Computer science faculty Xiaohui Xie and Chen Li have been awarded a three-year grant of nearly $662,000 from the National Institutes of Health (NIH) to develop new computational tools essential for future advances in sequencing human genomes. The primary goal of the NIH-funded research is to develop computational algorithms and open-source software to improve both the efficiency and accuracy of next-generation sequencing analysis tools and expand the accessibility of those tools to previously understudied regions of the genome.
Charless Fowlkes, assistant professor of computer science, has been awarded the National Science Foundation’s Faculty Early Career Development (CAREER) Award for his project, “Combinatorial Inference and Learning for Fusing Recognition and Perceptual Grouping.” The CAREER program is NSF’s most prestigious award for junior faculty members. Awardees are chosen because they exemplify the role of teacher-scholars through outstanding research, excellent education, and the integration of education and research within the context of the mission of their organizations.
Seyoung Kim, an assistant professor in the Lane Center for Computational Biology at Carnegie Mellon University, was awarded the prestigious Sloan Fellowship for pushing frontiers of research. Kim earned her PhD in computer science at UCI in 2007. She is interested in developing statistical machine learning tools for analyzing large-scale genomic data and investigating biological systems of various organisms and disease processes using these tools.
CML researchers showed up in force at the Conference on Uncertainty in Artificial Intelligence, held August 2012 on Catalina Island, California. Their contributions include six accepted papers, an oral presentation, and several poster spotlights. Collaborations among current and former CML members also won the top spot in every category of the associated Pascal Approximate Inference Competition.

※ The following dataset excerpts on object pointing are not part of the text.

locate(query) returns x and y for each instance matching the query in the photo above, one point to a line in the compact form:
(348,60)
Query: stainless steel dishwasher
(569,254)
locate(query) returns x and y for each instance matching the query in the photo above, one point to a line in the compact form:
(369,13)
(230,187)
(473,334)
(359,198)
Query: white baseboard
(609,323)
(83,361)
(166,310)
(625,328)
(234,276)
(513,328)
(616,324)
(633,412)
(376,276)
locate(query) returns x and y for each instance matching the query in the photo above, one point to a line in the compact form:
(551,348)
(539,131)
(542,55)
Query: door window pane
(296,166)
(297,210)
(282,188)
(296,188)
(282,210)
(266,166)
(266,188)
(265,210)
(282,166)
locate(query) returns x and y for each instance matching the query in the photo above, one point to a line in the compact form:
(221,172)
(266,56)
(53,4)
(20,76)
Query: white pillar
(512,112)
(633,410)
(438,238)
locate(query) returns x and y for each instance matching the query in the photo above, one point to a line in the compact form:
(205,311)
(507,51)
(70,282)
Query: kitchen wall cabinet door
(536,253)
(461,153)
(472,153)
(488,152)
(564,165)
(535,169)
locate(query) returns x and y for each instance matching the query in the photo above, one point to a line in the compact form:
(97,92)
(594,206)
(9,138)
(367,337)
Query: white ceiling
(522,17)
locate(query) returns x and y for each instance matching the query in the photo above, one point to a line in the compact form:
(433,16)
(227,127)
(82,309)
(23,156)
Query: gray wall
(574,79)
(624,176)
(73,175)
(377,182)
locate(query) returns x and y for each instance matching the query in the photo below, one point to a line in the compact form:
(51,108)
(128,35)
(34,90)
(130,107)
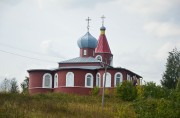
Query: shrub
(127,91)
(95,91)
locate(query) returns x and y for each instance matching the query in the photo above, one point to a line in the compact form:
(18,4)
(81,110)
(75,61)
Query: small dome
(103,28)
(87,41)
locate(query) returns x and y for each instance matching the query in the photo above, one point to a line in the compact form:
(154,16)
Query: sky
(36,34)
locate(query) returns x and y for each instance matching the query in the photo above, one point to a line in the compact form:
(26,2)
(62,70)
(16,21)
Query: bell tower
(102,51)
(87,43)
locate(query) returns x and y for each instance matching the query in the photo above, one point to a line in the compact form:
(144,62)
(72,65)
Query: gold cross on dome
(103,17)
(88,19)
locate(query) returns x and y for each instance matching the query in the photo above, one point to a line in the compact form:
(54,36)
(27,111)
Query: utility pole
(104,84)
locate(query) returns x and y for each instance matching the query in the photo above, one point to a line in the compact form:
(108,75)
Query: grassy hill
(58,105)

Kevin Bache is one of two Bren School Ph.D. students who received a coveted 2012 National Science Foundation Graduate Research Fellowship. The NSF GRF program recognizes and supports outstanding graduate students who have demonstrated their potential for significant achievements in science and engineering research. Fellows receive three years of support, including a $30,000 annual stipend.

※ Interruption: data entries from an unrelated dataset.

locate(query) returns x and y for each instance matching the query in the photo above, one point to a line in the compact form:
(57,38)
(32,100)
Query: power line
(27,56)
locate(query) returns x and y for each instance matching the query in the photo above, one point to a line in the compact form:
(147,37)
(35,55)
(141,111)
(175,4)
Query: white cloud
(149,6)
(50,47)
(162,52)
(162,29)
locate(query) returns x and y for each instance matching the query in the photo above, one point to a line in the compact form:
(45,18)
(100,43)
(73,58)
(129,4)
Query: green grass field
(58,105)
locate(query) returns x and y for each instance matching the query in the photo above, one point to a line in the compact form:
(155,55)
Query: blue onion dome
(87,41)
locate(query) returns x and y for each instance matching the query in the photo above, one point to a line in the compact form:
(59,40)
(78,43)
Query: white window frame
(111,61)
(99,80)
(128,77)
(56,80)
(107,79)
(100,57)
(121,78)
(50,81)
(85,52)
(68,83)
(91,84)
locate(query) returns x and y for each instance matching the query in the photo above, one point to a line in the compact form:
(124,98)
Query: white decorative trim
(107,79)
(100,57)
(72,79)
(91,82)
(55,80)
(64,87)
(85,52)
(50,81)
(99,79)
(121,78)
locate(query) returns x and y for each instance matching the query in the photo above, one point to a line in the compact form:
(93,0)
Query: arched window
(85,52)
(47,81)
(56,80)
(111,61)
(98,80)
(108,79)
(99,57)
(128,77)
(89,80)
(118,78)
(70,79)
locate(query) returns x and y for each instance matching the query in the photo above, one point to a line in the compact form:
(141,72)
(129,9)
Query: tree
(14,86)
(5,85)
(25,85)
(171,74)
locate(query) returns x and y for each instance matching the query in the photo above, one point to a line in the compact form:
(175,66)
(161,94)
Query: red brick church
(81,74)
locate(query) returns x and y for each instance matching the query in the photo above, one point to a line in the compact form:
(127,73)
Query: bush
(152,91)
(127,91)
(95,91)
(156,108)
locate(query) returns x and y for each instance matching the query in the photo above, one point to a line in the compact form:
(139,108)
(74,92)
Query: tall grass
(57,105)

Co-authored by Ph.D. students Sungjin Ahn and Anoop Korattikara, and computer science professor Max Welling, the paper “Bayesian Posterior Sampling via Stochastic Gradient Fisher Scoring” won the best paper award at the 29th International Conference on Machine Learning (ICML 2012) held in Edinburgh, Scotland. Ahn and Korattikara presented the paper in an ICML plenary session on June 27.

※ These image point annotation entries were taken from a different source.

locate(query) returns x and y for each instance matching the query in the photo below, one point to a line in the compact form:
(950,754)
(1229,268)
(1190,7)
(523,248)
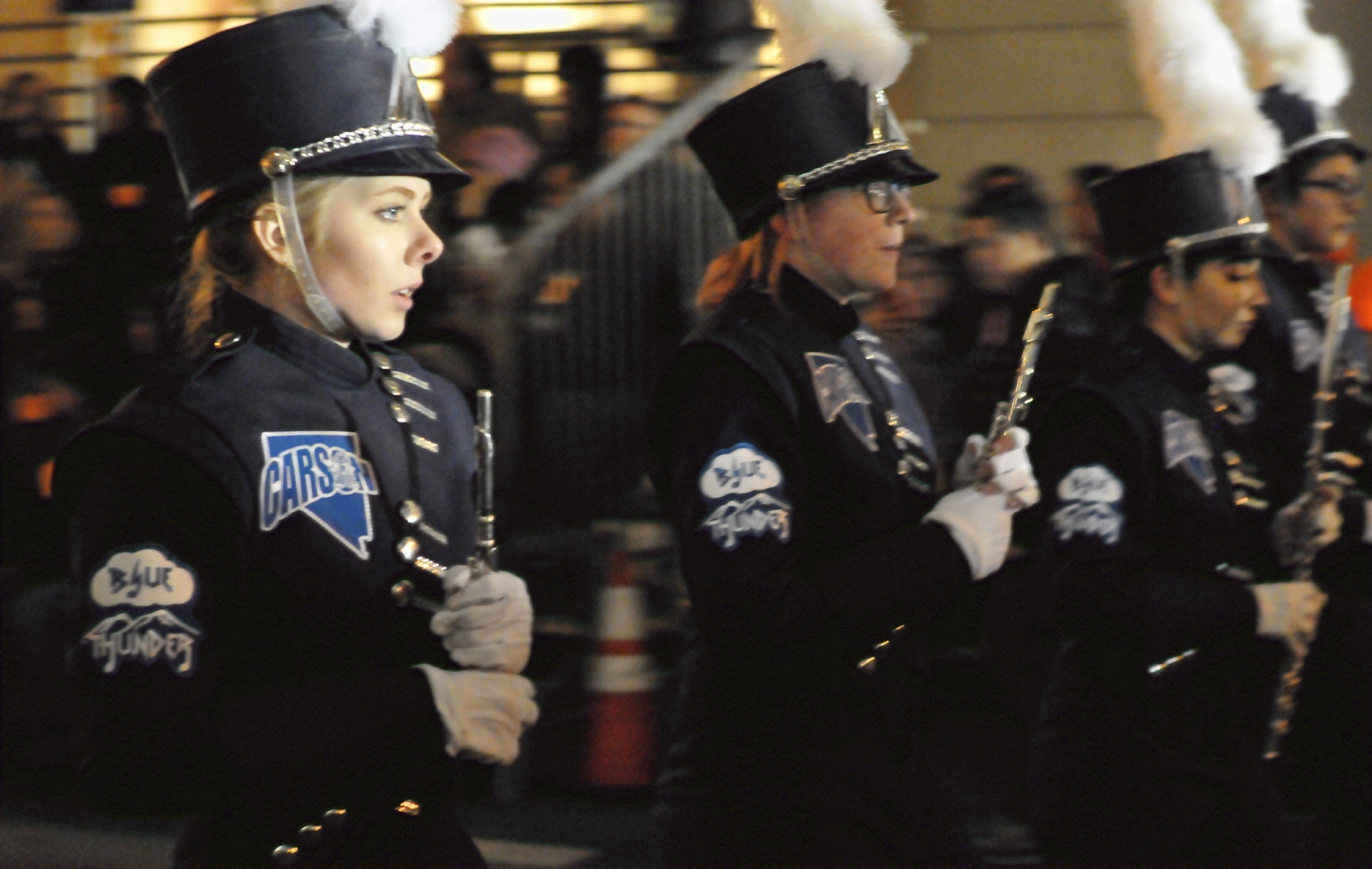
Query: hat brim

The first annual Southern California Machine Learning workshop was recently held at UC Irvine. The one-day event consisted of talks and posters by students and faculty from schools such as UCSD, UCI, USC, Caltech, UCLA, CSU Long Beach, UC Riverside, and UC Merced, as well as local industry participants. Over 90 people attended the meeting and plans are underway for the 2nd annual workshop next Fall.
PhD students Qiang Liu and Nick Navaroli have each been awarded prestigious national research fellowships. Qiang received a 3-year Microsoft Graduate Fellowship — one of only 12 awarded in 2011 from almost 200 applications. Nick received a 3-year National Defense Science and Engineering (NDSEG) Fellowship. Congrats to both!
Computer science professor Padhraic Smyth is the Program Chair for the 17th ACM SIGKDD Conference on Knowledge Discovery and Data Mining. Considered the premier annual international research conference on data mining, the event this year drew a record-setting 1,000+ attendees. Approximately 725 research papers were submitted (another record), of which 125 were accepted for oral or poster presentation at the meeting. The review process involved more than 350 reviewers and 35 senior program committee members. Keynote presenters include Peter Norvig (Google), Stephen Boyd (Stanford University), David Haussler (UC Santa Cruz) and Judea Pearl (UCLA).
Computer science professor Max Welling is now Associate Editor-in-Chief for IEEE Transactions on Pattern Analysis and Machine Intelligence (TPAMI). Welling has previously served as Associate Editor for TPAMI, which is one of the highest impact journals in the general area of artificial intelligence and machine learning. In addition to participating in the review process, Welling is helping to organize a number of special issues on timely topics in machine learning.